Ягайло слушал князя, сидя среди его дружинников и разделял каждое его слово. Они познакомились два года назад, честолюбивый, смелый и не по годам дальновидный Бравлин очень сильно походил на своего знаменитого деда Бравлина Первого. Княжеские чаяния словно бы эхом отзывались в душе юного волхва, ибо молодость не знает ничего выше, чем восстановление справедливости.

И все же князья сомневались, кому не нравилось время начало похода, кто хотел еще подождать, чем закончится война между Византией и Болгарией, а кто сомневался в достаточной численности союзного войска. Момент был критическим, и уже казалось, что ничего не сможет заставить их поверить молодому князю и выступить единым фронтом против императорских легионов, единственный кто был уверен в этом, был молодой волхв. Оставалось главное оружие, которым не владеют даже самые смелые и отважные князья, потаенные знания, скрытые от лишних глаз, но в умелых руках становящихся несокрушимым. Поэтому молодой Ган ждал, как ждет охотник в схроне приближения дикого зверя и как ждет опытный витязь промаха противника. И когда это случилось, он уже точно знал, что задуманный еще год назад князем поход состоится.

— Чернобог уводит солнце с неба! — раздался со двора истошный женский голос.

Ягайло улыбнулся, воистину паника и баба родные сестры. Через мгновение все в тереме пришло в движение, люди высыпали на улицу и задрав голову смотрели высоко вверх, туда где черная тень луны медленно наползала на яркий солнечный диск. Даже князья, повидавшие на своем веку всякого, находились в смятении и не знали что и сказать. Волхв перевел дух, внутренне собираясь с силами, вдруг выступил вперед и громко воскликнул:

— Горе вам, князья! Гнев Перуна на вас! Ибо вы, рожденные воинами с мечами в руках, тщитесь поднять их на врагов Руси да не можете, потому как ослабела длань ваша и притупился дух. Поэтому лежат храмы наши в Суроже в руинах, братьями и сестрами нашими торгуют на базарах в Византии как скотом безсловестным и земля, некогда бывшая нашей, потому как на ней пролита кровь наших предков, уже и не наша вовсе. И наверное не будет уже нашей, потому как видно перевелись на Руси мужи, готовые постоять за нее.

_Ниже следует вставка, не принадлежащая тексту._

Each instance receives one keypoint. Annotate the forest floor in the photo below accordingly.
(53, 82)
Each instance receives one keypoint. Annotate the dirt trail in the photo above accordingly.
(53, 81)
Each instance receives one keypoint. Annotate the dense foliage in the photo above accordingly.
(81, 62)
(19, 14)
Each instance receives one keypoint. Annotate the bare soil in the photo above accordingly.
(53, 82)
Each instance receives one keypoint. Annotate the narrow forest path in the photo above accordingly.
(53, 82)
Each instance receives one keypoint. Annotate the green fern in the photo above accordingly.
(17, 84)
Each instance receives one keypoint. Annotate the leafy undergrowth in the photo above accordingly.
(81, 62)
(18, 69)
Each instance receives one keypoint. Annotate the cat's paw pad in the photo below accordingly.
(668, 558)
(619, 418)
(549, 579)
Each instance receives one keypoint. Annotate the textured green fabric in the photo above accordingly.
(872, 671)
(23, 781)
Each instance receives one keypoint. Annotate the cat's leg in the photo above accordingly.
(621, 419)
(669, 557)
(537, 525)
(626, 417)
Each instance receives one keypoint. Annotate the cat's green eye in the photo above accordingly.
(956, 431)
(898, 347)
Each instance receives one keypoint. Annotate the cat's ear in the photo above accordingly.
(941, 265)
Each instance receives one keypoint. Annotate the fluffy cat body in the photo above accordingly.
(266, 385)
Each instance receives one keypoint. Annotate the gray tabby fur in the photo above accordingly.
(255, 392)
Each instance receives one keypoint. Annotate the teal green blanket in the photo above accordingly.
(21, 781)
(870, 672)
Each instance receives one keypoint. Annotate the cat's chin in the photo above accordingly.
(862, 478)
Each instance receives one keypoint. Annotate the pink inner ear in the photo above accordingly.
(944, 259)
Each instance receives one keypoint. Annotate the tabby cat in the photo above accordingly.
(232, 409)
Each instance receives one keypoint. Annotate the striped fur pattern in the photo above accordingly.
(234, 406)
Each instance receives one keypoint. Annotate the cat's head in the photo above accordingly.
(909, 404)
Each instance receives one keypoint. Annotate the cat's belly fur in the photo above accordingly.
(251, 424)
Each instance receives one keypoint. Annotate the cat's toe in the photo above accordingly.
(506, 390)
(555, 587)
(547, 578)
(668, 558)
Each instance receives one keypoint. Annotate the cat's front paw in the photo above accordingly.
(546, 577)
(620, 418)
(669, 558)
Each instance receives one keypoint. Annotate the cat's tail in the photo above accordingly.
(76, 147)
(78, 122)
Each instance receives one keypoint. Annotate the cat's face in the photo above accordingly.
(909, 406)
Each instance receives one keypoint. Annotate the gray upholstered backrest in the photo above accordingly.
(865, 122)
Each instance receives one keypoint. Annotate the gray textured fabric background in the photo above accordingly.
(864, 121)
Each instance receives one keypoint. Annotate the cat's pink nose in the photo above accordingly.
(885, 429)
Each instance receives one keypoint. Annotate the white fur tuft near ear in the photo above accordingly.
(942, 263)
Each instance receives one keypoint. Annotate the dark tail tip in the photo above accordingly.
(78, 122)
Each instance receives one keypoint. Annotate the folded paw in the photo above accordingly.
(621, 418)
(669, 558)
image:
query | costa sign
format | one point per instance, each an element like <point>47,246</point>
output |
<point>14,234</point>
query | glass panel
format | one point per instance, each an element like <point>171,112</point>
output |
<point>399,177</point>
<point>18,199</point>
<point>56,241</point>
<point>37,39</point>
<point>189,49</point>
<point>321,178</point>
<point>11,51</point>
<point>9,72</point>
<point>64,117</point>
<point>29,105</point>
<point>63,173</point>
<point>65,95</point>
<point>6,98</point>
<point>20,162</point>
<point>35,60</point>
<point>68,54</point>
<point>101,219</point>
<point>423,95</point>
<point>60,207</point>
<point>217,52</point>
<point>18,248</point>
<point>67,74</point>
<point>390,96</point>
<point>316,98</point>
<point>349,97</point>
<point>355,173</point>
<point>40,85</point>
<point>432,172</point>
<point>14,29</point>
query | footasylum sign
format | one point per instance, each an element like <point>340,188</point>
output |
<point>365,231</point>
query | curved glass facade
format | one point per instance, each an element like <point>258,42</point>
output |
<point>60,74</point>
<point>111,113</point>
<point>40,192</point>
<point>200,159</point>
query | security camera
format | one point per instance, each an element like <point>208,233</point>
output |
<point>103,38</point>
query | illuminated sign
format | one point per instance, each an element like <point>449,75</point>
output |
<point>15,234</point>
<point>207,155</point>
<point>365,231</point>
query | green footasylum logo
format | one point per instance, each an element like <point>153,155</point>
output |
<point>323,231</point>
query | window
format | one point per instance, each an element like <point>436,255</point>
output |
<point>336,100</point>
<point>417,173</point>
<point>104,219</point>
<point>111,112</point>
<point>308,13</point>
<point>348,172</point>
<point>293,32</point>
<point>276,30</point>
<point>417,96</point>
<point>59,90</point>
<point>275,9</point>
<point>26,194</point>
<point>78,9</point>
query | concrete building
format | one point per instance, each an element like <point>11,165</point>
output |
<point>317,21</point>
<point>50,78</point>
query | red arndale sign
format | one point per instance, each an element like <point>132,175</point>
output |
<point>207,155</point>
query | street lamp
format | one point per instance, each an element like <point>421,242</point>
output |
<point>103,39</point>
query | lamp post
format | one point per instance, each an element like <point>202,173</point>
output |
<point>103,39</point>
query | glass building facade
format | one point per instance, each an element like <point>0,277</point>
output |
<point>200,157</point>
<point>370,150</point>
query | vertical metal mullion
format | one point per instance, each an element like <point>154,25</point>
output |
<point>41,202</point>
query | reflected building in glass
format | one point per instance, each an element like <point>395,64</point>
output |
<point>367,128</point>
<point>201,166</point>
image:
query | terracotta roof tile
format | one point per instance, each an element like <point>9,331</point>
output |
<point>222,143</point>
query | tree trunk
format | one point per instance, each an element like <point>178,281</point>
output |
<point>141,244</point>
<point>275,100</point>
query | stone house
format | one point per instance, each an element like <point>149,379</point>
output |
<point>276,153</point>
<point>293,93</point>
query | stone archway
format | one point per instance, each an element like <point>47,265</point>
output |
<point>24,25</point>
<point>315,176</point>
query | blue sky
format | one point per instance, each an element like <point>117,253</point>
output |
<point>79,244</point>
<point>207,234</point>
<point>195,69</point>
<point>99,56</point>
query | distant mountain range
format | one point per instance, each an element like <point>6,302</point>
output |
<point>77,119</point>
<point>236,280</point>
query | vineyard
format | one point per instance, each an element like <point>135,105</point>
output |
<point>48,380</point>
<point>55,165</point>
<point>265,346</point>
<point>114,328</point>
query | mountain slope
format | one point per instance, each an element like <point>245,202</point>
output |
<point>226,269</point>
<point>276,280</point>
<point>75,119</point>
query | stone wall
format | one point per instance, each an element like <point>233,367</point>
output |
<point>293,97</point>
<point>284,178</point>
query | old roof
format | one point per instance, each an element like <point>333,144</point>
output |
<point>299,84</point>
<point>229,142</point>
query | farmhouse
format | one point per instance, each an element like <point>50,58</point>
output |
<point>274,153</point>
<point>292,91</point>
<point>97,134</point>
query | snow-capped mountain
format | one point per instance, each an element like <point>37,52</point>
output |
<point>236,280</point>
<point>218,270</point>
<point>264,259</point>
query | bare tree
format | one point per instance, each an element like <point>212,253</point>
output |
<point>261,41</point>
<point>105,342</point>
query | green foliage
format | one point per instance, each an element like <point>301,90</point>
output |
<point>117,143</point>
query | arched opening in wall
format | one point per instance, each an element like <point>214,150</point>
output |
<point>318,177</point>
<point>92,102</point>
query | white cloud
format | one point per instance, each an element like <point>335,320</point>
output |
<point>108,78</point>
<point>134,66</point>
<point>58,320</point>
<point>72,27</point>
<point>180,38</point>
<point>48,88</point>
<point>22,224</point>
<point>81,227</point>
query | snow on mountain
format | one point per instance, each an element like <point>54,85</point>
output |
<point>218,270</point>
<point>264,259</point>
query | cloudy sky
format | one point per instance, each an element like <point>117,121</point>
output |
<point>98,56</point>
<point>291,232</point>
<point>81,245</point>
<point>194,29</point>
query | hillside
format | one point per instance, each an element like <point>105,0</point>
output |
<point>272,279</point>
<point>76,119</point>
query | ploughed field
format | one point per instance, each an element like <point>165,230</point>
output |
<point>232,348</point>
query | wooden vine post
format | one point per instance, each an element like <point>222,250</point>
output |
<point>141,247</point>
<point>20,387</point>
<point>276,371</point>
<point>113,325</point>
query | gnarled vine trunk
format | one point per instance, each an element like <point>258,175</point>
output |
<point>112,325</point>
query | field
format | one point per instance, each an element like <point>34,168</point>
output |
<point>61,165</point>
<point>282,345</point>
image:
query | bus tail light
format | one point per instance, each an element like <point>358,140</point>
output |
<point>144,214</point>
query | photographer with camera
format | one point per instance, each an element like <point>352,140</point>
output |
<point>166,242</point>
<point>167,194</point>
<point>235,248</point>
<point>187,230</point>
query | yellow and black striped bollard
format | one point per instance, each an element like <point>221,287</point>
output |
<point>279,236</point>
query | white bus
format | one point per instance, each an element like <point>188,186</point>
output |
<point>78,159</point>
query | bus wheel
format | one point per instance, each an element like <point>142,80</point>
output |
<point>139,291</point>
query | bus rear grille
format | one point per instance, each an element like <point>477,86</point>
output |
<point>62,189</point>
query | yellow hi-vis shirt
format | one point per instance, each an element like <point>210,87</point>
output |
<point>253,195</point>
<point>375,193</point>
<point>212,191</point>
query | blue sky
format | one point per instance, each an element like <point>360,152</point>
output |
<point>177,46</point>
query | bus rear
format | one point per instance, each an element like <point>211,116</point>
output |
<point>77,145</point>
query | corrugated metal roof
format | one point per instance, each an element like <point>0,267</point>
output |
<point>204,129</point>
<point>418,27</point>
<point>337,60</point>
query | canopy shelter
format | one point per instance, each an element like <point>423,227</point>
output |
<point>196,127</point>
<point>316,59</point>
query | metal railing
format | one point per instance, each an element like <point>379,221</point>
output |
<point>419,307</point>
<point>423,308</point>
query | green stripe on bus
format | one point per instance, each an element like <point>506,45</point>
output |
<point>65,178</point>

Зло усмехаясь, молодой волхв пристально глядел в глаза князьям и в зрачках его плясали огни неведомого пламени, которое дарят боги лишь избранным. За ним была сила, которая меняет ход истории и слово, которое рождает сам мир. В этот день князья дали наконец свое согласие на участие в походе на Сурож.

В начале зимы сборное войско выступило из Новгорода по направлению к Киеву, с неба срывался первый робкий снег, дул холодный западный ветер и Марена постепенно вступала в свои права. Ощущение чего-то грандиозного, значительного и долгожданного висело в воздухе и бодрило дух. Ягайло в медвежьей шкуре, надетой поверх кольчуги, с притороченными с седлу шитом, мечом и копьем ехал рядом с Бравлином в окружении дружинников.

— Смотри, князь! — вдруг сказал Ягайло, указывая рукой вперед, — лоза зацвела зимой. Добрый знак! Это сам Купала указывает нам на победу над врагами.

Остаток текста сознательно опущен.